杉の工作台
CEDAR WORKSHOP DETAIL

杉工房の
すべて

鑿の音が響く空間で、木と向き合う

工房に足を踏み入れた瞬間、杉の甘い香りが全身を包む。それは数十年分の木の記憶が積み重なった、独特の時間の香りだ。

越前海岸に位置するこの工房は、明治38年(1905年)の創業から三代にわたって続く舟大工の拠点である。現在の主人、福井三郎氏(71歳)は、幼少期からこの工房で父と祖父の仕事を見て育ち、17歳で本格的に修業を始めた。

工房の壁には大小さまざまな大工道具が整然と並んでいる。鑿、槌、鉋、きり、墨壺——それぞれに固有の用途があり、熟練した職人の手でのみその真価を発揮する。「道具は体の延長やな」と福井氏は語る。「何十年も使っていると、もう道具と自分の境界線がわからなくなる。」

真鍮の係留金具詳細

▲ 福井工房で制作された真鍮の係留金具。機能と美が融合した精巧な仕上がり。

木材の選定——見えない部分にこそ真髄がある

杉船の制作において最も重要な工程のひとつが、木材の選定だ。福井氏は毎年秋に、岐阜県の山地にある馴染みの山師を訪ね、直接木を見て選ぶ。「木目が真っ直ぐで、節が少なく、色が均一なもの」というのが基本だが、実際にはもっと微妙な判断がある。

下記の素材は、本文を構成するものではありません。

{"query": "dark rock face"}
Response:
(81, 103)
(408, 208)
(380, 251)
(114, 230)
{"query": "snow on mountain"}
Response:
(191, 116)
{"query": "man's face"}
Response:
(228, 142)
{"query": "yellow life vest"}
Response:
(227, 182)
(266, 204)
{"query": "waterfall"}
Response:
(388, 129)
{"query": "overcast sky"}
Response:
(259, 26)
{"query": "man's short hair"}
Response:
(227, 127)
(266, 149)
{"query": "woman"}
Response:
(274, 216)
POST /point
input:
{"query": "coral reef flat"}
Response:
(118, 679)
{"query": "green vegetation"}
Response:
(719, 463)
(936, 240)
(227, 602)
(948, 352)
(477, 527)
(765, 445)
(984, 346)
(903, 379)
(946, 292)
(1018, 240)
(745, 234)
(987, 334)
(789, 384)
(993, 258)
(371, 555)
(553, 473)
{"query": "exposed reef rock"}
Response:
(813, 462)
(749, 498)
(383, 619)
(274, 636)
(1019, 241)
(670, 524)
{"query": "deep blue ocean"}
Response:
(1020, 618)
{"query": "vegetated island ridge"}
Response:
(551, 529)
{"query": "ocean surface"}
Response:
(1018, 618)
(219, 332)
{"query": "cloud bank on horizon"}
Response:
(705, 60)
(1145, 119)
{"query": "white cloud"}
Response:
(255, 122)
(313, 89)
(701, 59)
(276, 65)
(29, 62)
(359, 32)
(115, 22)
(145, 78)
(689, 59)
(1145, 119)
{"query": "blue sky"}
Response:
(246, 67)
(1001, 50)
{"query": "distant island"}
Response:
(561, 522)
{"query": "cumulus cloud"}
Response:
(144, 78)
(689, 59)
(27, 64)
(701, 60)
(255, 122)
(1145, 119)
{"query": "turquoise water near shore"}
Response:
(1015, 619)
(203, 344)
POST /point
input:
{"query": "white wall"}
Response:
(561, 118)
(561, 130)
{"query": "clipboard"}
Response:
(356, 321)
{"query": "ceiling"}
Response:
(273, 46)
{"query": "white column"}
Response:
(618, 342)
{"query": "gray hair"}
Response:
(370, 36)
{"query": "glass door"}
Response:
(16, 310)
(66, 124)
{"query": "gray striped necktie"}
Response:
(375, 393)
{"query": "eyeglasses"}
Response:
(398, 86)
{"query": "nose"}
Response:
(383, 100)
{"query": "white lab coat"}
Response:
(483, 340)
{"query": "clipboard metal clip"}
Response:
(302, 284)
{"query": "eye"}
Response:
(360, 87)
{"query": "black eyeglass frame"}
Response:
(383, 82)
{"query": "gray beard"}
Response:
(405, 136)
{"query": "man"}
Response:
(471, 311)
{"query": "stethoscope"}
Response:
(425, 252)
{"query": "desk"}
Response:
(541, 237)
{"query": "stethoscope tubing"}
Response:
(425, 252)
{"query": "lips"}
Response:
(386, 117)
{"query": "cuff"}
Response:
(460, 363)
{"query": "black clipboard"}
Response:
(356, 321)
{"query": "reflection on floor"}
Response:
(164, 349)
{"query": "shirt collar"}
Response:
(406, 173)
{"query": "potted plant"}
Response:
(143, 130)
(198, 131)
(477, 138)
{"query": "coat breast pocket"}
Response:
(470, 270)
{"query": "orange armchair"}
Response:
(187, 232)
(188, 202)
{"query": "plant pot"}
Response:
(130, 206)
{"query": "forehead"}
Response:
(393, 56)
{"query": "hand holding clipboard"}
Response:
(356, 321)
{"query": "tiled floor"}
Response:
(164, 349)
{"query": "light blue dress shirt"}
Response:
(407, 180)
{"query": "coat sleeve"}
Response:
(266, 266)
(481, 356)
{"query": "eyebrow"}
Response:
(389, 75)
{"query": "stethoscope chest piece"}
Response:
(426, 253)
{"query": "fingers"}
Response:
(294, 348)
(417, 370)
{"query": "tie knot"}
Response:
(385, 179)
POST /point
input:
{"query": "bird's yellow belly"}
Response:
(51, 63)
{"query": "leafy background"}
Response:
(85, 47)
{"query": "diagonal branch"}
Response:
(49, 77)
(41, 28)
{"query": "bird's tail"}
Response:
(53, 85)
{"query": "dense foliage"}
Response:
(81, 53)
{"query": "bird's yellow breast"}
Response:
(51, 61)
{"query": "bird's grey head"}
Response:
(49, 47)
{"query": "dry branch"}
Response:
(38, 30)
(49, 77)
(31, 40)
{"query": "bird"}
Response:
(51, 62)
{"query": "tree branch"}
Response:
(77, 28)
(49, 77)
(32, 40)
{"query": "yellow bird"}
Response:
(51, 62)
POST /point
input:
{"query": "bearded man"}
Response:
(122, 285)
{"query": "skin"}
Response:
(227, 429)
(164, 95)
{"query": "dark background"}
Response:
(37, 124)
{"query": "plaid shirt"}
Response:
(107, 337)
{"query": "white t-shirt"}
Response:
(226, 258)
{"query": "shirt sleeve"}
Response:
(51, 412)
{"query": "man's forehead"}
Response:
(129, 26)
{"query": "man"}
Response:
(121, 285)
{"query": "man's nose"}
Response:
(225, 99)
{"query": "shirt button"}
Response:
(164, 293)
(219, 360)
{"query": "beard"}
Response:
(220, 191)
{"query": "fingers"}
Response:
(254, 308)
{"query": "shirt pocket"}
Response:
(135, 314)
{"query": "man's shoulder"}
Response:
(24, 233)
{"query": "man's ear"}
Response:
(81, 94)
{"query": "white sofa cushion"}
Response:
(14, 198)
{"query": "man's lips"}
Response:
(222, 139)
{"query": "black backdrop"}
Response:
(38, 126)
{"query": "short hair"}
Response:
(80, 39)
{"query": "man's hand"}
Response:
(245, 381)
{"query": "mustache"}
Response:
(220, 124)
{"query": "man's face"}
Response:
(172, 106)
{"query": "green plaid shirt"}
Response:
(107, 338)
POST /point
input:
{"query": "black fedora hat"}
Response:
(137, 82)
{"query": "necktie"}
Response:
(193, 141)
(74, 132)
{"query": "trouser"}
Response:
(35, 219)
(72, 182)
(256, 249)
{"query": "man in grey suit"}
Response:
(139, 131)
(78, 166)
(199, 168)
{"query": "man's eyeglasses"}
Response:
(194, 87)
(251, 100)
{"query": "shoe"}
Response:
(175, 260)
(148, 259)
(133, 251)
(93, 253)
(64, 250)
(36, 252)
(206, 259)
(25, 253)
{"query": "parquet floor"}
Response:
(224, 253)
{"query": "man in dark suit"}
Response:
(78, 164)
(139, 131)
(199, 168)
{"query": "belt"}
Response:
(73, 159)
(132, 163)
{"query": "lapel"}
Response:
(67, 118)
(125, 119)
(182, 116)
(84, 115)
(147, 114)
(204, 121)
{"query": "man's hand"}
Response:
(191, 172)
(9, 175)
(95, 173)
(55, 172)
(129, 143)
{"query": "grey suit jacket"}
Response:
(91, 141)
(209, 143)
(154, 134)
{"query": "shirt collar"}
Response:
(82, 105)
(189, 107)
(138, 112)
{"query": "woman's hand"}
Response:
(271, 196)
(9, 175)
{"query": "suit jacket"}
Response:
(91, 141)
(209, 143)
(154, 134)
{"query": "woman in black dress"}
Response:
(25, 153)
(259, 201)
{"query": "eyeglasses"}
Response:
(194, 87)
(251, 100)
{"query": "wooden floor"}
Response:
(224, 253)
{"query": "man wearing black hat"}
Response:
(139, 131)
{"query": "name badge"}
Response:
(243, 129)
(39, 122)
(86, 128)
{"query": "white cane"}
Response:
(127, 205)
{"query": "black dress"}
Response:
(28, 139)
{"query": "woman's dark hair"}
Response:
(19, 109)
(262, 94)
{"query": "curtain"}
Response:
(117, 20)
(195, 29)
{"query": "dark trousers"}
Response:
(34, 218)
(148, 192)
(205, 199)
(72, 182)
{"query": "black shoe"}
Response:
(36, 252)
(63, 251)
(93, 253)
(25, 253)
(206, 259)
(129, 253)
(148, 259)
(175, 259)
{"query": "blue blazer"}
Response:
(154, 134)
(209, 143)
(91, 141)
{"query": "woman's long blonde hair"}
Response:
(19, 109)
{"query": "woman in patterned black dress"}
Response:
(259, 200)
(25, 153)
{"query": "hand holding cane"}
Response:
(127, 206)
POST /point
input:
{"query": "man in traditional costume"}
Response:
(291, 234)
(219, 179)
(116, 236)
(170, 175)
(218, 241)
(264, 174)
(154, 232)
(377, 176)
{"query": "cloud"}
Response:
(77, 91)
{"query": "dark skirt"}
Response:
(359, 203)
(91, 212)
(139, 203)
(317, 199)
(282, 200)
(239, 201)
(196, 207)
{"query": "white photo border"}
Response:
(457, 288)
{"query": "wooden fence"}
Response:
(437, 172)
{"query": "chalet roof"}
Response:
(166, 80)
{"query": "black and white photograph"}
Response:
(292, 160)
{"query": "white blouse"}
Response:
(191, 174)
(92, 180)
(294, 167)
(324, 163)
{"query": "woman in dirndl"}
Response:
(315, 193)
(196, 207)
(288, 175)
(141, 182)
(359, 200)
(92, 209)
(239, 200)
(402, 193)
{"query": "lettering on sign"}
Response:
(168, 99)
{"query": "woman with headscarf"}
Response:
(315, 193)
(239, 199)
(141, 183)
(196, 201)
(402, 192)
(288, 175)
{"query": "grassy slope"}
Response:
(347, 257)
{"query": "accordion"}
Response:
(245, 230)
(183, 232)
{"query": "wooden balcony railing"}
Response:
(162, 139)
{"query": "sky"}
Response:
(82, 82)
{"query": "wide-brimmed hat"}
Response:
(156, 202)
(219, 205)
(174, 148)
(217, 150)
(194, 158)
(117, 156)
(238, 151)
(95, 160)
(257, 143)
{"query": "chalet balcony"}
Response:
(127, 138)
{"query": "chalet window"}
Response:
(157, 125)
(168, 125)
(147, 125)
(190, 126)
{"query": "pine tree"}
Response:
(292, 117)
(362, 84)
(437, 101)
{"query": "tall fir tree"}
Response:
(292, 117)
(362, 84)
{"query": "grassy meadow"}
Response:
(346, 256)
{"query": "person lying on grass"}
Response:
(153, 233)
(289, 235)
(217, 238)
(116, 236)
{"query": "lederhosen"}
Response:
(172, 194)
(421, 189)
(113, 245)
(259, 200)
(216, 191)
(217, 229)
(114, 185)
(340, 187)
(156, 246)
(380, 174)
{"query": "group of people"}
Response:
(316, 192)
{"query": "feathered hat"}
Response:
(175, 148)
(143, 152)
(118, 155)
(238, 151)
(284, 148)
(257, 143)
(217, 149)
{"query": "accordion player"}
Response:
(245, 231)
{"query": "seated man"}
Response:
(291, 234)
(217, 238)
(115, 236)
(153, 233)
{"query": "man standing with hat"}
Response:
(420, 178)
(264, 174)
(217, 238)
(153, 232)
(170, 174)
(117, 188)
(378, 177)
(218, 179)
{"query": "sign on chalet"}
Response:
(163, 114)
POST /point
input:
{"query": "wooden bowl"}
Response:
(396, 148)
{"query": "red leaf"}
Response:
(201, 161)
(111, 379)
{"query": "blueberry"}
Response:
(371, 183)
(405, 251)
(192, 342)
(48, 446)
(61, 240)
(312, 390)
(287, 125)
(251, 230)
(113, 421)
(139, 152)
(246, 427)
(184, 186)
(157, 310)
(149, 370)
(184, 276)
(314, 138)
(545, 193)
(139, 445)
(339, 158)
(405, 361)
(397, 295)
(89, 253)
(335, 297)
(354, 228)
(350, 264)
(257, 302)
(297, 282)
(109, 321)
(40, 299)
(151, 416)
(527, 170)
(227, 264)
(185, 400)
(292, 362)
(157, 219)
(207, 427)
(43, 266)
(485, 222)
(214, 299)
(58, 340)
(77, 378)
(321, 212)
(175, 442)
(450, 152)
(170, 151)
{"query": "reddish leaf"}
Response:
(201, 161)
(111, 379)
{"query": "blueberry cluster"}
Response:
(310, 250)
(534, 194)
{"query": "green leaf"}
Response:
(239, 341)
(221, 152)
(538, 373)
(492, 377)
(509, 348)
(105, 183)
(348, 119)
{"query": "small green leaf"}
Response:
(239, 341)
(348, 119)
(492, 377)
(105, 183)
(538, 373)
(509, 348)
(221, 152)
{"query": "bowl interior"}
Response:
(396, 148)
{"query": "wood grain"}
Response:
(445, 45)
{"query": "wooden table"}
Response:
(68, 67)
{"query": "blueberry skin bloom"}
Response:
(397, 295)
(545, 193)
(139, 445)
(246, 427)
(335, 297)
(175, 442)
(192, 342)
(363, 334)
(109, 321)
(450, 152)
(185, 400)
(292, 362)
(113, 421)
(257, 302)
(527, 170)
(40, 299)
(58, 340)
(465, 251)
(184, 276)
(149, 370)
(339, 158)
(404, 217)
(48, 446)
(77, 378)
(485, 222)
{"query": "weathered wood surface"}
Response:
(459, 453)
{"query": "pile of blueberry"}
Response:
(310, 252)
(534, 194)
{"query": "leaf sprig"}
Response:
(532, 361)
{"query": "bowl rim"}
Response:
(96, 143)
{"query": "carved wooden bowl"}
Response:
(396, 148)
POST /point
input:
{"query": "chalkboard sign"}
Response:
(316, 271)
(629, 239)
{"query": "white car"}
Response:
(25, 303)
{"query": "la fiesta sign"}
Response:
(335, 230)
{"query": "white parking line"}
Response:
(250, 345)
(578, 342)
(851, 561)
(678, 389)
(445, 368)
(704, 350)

「木を叩いた時の音、断面の輝き、重さのバランス——これらを総合して判断する。20年経って割れたり反ったりしないかを、最初の一目で判断できなあかん」と福井氏は説明する。その能力は教科書では学べない、純粋に経験から生まれる感覚的知識だ。

"木は生き物や。切られてからも動き続ける。その動きを知り尽くして初めて、木を思い通りに扱えるようになる。"

— 福井 三郎(舟大工、三代目)
重なる杉板 杉の木目クローズアップ

継手の技術——木と木が語り合う接合部

日本の伝統木工が世界に誇る技術のひとつが、釘を使わない木組みの技法だ。舟大工もこの伝統を受け継ぎ、特定の接合部には金具を一切使わず、木と木だけで強固な構造を作り上げる。

鎌継ぎ、蟻継ぎ、相欠き継ぎ——各部位の構造的役割と受ける力の方向に応じて、最適な継手が選ばれる。「接合部に欠陥があれば、海の上で命に関わる」という意識が、職人の技術を限界まで高める原動力となってきた。